Un estudio publicado recientemente en la revista Nature analizó el ADN de más de un centenar de individuos que vivieron entre aproximadamente 8500 y 1700 a.C., y sus resultados obligan a repensar quiénes son genéticamente los europeos.
La expansión de agricultores procedentes de Anatolia, también conocida como Asia Menor, no solo introdujo la agricultura en Europa: también dejó una huella genética que todavía define a la mayoría de los europeos actuales.
Hace unos 8.000 años, comunidades del oeste de la actual Turquía comenzaron a desplazarse hacia el continente llevando consigo semillas domesticadas, ganado y un modo de vida sedentario que cambiaría todo.
El impacto demográfico fue devastador para las poblaciones locales. En muchas regiones, la llegada de estos agricultores reemplazó entre el 70% y el 100% de la ascendencia previa, lo que demuestra que no fue solo una transferencia de ideas o tecnología: fue una sustitución poblacional masiva.

Sin embargo, el proceso no fue idéntico en todo el continente. En zonas del noroeste europeo, como la región del Bajo Rin-Mosa, los cazadores-recolectores resistieron durante siglos gracias a entornos de marismas y bosques inundables que favorecían sus modos de subsistencia. Allí, la convivencia entre ambas culturas fue prolongada y la mezcla genética ocurrió de manera gradual, manteniéndose proporciones estables de ambos linajes durante aproximadamente 1.500 años.

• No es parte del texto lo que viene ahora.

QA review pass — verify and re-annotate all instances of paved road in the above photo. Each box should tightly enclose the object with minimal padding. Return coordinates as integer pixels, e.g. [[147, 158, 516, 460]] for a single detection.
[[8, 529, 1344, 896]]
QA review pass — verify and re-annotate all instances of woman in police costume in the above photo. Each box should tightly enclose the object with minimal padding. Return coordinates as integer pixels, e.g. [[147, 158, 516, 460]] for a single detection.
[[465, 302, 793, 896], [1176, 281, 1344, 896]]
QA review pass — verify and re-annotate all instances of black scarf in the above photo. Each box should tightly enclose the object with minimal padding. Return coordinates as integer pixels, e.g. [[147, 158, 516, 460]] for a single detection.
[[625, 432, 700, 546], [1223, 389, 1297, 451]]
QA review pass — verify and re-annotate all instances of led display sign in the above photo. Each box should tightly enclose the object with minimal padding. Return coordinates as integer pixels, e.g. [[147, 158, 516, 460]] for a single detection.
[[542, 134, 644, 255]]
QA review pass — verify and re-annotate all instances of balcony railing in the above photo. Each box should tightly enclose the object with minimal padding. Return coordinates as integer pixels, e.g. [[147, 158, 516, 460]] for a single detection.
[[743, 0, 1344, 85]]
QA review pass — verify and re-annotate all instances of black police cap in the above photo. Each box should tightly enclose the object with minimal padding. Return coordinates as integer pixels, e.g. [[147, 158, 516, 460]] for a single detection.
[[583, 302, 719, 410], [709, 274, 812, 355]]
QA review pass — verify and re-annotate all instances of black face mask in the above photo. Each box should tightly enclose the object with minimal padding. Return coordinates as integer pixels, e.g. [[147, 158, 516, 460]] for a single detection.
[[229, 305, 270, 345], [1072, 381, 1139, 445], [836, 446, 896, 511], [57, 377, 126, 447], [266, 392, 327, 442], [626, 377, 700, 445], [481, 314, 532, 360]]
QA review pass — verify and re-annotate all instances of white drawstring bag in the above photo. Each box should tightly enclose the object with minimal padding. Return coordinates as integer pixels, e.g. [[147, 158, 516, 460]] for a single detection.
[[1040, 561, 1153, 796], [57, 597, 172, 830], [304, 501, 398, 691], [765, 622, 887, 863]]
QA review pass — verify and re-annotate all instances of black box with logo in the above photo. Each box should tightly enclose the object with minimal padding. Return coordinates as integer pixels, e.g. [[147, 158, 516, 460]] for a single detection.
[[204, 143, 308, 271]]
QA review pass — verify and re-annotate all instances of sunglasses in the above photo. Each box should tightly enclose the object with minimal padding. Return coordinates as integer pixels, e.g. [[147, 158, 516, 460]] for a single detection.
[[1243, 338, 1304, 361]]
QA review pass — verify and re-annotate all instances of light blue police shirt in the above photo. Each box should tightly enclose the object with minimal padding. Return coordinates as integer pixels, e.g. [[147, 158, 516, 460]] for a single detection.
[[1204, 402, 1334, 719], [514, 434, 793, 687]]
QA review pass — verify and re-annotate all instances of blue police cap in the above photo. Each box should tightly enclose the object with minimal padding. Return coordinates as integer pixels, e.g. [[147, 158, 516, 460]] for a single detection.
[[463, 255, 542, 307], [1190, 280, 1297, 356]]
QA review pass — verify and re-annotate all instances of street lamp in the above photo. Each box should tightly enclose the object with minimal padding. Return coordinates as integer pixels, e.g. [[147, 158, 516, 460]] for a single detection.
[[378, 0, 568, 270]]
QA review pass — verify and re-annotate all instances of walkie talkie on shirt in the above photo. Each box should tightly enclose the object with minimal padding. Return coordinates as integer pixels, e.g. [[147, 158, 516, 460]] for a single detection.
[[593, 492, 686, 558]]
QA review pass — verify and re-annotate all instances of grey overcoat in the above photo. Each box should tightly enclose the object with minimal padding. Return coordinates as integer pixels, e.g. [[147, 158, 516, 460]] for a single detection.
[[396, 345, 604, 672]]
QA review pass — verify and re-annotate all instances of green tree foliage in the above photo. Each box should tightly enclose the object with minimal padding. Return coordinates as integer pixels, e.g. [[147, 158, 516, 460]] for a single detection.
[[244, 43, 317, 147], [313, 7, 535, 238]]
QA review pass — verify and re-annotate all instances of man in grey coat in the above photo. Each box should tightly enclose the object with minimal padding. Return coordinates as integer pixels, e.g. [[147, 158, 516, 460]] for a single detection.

Uno de los hallazgos más llamativos del estudio es la asimetría entre sexos en ese proceso de mestizaje. Al comparar distintos tipos de ADN, los investigadores encontraron un patrón recurrente en varias poblaciones neolíticas del noroeste: los linajes maternos pertenecían principalmente a las comunidades agrícolas, mientras que los linajes paternos seguían vinculados a los cazadores-recolectores.
La investigación reconstruye miles de años de migraciones, mezclas y reemplazos poblacionales que convirtieron a Europa en un mosaico humano surgido de encuentros culturales y biológicos continuos. A estos agricultores anatolios se sumarían, miles de años después, los pastores nómadas de las estepas euroasiáticas, conformando así las tres grandes tradiciones ancestrales que explican la genética del europeo moderno.
Lo que este estudio deja en claro es que detrás de la diversidad lingüística y cultural de Europa existe una raíz compartida mucho más profunda de lo que sugieren las fronteras actuales. El ADN antiguo no distingue nacionalidades: habla de movimientos humanos a enorme escala, de encuentros entre pueblos completamente distintos y de una Europa que siempre fue, antes que nada, el producto de migraciones.